Friday, March 22, 2013

Breaking: FAA: Ogden-Hinckley Airport Tower Will Close

Distraught Ogden-Hinkley Airport manager:  “We have no clue what’s going to happen next”

In a still-developing story, The Standard-Examiner breaks the worst possible news for Ogden-Hinkley Airport boosters, as it announces the highly-disappointing information that despite the desperate efforts of Ogden Airport officials and GOP Congressman-for-Life Rob Bishop to gain a reprieve, federal funding for the airport's main control tower is about to get the budget sequestration ax.

Ogden-Hinkley Control Tower
According to this afternoon's Mitch Shaw story, "[t]he FAA notified Airport Manager Royal Eccles through an email that the Ogden-Hinckley tower is one of 173 across the country that will close as part of an FAA effort to reduce expenditures by more than $600 million for the remainder of the 2013 fiscal year":
“I assumed they would just close all of them. So I was prepared for the worst, but it’s still tough to take. We don’t really know what’s going to happen now,” said the thoroughly distraught Airport Manager Royal Eccles.

"The airport will remain open, but pilots will be responsible for their own safety by talking to each other, instead of the tower. The federal funding paid for contracted air traffic controllers," according to this morning's S-E story.

This of course appears "on its face" to be a severe blow to Ogden-Hinkley commercial operations, insmuch as "[a]irlines (like Allegiant Air) have yet to say whether they will continue offering service to airports that lose tower staff."

So, will commercial carriers like Allegiant continue operations at Ogden-Hinkley in the absence of a functioning air traffic control operation, we ask? Weirdly enough, some regional carriers don't seem to have necessarily ruled out that contingency at all, if we're to believe at least one Oregon-based news source, speaking of similar control tower closures in the Pacific Northwest:
According to an airport industry association, control towers at 14 small to medium sized airports around the Northwest will close on April 1 in response to automatic federal budget cuts: Four in Idaho and five each in Oregon and Washington. But regional airlines intend to keep flying to those cities they now serve.
Read that astonishing full story below.  Seeing is believing, right?
Wing and a Prayer Arrival
So what about it, O Gentle Ones?  Will our newly-arrived Alliant Air pilots be henceforth flying in and out of Ogden "by the seat of their pants," under the trusty protection of an old-style "wing and a prayer?" Or do Ogden City Lumpencitizens need to brace themselves, and hold tightly onto their wallets, for what may well turn out to be a quite hefty Ogden City Council emergency air traffic control funding request coming up VERY soon?  Would it be hopelessly tacky inelegant sophomoric to summarize by saying that despite disappointing recent developments, the future of Ogden-Hinkley Airport is still "up in the air"? Would it be overkill to predict that Ogden-Hinkley's insurance costs may very well "soar sky high" in the event that Alliance does elect to continue commercial operations under these risk-heightened circumstances?

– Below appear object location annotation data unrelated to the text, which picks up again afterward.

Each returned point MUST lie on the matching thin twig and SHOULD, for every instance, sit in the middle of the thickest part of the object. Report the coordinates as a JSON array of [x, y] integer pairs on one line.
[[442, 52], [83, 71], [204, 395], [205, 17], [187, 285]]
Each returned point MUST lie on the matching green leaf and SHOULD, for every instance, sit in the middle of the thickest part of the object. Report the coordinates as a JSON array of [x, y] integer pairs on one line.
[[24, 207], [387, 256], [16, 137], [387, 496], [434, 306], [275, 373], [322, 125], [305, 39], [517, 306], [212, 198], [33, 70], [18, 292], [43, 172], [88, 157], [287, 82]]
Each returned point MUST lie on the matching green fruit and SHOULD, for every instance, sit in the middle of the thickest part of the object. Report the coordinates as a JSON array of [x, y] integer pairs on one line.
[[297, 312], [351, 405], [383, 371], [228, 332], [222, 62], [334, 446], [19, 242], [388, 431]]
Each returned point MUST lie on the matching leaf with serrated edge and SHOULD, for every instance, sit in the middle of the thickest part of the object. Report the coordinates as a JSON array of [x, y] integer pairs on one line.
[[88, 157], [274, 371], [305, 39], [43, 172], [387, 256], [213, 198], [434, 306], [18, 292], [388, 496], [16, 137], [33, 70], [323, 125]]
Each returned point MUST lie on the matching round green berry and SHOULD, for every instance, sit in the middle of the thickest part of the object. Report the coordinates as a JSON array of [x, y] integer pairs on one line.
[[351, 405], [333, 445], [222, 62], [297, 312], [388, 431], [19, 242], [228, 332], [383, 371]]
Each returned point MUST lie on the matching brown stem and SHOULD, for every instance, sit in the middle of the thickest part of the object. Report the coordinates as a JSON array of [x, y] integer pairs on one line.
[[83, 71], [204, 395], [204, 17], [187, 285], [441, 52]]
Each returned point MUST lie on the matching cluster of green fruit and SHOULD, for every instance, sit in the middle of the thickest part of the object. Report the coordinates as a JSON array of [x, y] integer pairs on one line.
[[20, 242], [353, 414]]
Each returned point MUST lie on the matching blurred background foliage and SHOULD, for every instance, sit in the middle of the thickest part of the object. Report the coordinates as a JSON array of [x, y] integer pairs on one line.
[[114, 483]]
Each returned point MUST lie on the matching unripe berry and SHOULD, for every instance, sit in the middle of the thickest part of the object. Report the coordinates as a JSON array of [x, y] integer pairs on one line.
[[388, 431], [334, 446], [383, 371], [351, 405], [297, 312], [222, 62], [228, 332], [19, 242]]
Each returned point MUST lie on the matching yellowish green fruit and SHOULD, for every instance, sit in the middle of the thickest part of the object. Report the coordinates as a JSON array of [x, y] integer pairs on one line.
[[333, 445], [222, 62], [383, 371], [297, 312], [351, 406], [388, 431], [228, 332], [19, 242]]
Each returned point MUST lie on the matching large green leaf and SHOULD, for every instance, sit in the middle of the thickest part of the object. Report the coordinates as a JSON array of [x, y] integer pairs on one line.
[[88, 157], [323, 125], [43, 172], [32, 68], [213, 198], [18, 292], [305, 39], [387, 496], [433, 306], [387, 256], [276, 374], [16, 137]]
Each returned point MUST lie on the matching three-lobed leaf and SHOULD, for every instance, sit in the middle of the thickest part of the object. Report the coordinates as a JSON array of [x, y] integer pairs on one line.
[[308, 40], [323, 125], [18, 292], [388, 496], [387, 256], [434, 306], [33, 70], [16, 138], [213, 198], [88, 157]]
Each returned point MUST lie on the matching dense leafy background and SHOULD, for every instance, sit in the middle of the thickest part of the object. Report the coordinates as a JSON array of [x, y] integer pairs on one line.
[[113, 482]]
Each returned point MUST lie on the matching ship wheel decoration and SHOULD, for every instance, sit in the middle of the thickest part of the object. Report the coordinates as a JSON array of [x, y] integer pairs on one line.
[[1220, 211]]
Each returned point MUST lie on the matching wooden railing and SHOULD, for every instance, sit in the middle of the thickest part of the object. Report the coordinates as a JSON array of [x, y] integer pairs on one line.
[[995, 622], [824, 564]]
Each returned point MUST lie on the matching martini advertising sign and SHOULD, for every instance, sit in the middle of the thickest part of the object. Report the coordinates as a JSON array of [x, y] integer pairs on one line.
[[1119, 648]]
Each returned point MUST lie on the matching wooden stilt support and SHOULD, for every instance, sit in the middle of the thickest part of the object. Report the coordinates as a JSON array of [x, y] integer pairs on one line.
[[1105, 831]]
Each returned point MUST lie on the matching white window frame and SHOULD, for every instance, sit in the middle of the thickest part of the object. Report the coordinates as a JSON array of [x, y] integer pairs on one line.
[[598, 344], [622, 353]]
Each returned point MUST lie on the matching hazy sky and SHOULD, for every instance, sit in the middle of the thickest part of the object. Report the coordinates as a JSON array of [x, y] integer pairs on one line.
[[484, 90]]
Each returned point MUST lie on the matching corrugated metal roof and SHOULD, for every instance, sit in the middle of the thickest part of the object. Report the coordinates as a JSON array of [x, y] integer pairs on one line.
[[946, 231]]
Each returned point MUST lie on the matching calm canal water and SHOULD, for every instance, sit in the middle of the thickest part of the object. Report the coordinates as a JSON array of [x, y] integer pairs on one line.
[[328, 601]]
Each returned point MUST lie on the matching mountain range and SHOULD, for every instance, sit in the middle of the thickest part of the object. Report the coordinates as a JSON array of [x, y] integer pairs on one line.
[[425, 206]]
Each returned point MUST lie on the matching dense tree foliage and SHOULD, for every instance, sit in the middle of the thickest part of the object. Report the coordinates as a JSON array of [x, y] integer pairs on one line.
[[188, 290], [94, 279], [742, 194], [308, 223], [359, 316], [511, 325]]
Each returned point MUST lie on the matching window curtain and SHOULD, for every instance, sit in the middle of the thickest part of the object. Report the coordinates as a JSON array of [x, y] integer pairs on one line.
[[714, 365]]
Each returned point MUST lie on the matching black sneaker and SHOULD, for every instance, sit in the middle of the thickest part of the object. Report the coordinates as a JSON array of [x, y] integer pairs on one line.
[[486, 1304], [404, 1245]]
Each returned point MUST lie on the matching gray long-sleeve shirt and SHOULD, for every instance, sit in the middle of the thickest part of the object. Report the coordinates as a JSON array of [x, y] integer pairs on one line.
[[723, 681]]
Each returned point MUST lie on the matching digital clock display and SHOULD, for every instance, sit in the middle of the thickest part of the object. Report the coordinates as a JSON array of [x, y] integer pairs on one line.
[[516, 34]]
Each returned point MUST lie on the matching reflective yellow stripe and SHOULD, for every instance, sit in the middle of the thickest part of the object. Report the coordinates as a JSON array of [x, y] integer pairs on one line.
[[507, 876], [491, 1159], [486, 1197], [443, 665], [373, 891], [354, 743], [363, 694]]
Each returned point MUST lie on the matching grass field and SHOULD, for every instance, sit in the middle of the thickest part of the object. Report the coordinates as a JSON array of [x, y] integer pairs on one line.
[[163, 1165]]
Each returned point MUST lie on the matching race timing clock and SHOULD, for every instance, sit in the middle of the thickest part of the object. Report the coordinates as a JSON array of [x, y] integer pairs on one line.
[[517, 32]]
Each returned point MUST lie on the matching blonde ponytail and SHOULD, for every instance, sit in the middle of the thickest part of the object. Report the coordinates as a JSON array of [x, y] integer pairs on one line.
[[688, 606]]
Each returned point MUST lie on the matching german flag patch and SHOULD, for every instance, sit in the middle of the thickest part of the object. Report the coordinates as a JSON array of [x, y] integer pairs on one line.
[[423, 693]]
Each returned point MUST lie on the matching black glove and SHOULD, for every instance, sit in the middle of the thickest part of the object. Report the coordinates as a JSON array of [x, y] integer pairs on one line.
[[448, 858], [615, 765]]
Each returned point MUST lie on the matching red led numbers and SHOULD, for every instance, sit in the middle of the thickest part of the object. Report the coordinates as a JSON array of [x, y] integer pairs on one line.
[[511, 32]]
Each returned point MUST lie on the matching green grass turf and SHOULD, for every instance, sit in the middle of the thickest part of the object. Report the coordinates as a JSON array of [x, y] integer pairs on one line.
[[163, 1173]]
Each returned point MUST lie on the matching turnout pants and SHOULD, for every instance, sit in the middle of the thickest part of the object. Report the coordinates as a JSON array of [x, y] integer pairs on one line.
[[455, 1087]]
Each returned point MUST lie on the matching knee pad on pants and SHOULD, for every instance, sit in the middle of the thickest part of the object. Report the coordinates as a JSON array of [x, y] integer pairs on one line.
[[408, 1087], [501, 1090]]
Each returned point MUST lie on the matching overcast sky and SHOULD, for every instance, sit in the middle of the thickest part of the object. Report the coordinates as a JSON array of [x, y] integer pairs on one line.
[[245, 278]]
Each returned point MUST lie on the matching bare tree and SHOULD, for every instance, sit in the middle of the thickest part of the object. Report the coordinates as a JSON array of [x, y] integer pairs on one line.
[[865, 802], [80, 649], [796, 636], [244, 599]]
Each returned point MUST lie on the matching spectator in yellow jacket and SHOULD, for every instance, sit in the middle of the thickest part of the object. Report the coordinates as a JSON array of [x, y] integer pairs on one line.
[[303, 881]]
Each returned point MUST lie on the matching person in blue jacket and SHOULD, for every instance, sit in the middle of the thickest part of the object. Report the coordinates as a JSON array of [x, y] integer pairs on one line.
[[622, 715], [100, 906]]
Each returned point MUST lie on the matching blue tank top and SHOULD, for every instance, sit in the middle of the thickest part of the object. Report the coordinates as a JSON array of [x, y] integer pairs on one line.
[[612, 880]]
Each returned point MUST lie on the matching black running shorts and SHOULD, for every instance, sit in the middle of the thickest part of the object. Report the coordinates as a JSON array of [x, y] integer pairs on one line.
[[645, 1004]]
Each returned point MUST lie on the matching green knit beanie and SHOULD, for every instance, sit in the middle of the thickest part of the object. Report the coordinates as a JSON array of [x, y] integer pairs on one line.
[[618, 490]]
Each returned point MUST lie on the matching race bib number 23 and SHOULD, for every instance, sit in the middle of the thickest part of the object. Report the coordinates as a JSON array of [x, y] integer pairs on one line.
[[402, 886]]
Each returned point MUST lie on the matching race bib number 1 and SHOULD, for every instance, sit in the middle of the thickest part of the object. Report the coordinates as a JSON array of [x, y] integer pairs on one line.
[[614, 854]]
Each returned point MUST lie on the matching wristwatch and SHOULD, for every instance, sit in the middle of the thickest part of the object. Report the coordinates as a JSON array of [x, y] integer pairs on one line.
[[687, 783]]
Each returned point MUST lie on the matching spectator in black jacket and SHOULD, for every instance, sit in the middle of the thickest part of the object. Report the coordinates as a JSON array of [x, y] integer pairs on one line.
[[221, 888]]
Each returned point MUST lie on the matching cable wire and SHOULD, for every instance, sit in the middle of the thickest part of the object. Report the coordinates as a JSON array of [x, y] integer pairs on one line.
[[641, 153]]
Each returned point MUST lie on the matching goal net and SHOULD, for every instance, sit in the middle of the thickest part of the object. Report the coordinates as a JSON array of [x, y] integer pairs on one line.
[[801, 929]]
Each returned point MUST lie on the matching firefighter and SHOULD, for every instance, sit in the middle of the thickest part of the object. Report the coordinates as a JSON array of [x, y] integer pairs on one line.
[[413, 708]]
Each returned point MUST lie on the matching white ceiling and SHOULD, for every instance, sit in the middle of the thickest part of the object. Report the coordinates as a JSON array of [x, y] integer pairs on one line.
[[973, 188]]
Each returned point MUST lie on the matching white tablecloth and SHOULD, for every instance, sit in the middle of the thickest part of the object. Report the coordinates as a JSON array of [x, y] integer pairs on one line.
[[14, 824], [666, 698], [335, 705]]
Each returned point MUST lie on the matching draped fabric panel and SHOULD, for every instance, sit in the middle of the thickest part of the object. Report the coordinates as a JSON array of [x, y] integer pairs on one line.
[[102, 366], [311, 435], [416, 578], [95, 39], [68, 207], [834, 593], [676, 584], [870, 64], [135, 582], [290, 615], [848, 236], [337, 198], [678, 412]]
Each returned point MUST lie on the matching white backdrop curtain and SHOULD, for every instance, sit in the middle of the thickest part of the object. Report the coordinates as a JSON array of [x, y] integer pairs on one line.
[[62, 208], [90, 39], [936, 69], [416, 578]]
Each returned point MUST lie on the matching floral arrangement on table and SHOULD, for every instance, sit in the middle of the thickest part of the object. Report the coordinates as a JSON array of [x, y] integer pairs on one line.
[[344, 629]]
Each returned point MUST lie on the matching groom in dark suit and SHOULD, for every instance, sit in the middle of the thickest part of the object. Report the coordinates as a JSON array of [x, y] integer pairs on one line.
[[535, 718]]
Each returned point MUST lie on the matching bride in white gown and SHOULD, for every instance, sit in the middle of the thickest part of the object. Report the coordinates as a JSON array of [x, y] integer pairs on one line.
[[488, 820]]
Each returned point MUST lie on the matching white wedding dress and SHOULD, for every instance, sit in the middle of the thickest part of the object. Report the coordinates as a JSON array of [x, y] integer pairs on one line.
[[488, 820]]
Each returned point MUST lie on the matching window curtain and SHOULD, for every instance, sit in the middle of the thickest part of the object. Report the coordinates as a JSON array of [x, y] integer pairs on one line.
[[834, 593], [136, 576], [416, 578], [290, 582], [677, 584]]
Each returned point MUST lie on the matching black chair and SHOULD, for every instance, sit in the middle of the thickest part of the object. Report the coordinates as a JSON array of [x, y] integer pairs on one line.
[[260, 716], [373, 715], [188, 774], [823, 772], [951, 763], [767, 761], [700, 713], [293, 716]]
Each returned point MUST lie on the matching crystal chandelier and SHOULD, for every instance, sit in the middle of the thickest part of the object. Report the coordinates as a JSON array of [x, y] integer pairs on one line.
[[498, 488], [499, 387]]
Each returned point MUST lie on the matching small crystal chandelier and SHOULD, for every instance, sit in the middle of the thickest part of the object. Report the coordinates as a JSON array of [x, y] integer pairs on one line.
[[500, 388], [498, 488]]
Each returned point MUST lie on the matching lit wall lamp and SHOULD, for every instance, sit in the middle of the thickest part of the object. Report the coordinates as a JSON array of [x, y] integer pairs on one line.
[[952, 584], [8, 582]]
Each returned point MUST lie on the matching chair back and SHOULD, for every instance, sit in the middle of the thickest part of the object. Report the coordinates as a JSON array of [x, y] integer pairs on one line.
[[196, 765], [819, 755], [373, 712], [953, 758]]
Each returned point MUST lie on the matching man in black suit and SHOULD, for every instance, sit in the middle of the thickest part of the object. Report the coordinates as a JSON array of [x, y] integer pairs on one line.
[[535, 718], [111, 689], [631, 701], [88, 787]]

Needless to say, we'll remain poised at the keyboard awaiting any further news on this story which might meander our way.

Take it away for now however, O Gentle Ones.

1 comment:

Roger Wilco said...

Another potential impact of sequestration to commercial traffic flying in and out of Ogden-Hinkley and military traffic at Hill AFB would be the furlough of FAA controllers at Salt Lake ARTCC (Air Route Traffic Control Center) and Salt Lake TRACON (Terminal Radar Approach Control), whose airspace overlies Ogden. Furloughs could especially affect Salt Lake TRACON, a 'hard-to-staff' facility that has - for the last 20 years anyway - been reliant on employee overtime in order to meet minimum staffing on many shifts.

If traffic is light, the TRACON sector that covers Ogden and Hill AFB can be combined with another sector that feeds arrivals into Salt Lake City. If there is heavy demand and not enough personnel on hand to split the Ogden/Hill sector, delays are likely inevitable.

These furloughs are FAA wide so the pain is going to be felt throughout the country by all who fly commercially, though it's nothing compared to the pain of those employees of the 149 contract towers across the nation that, like Ogden, are now facing unemployment.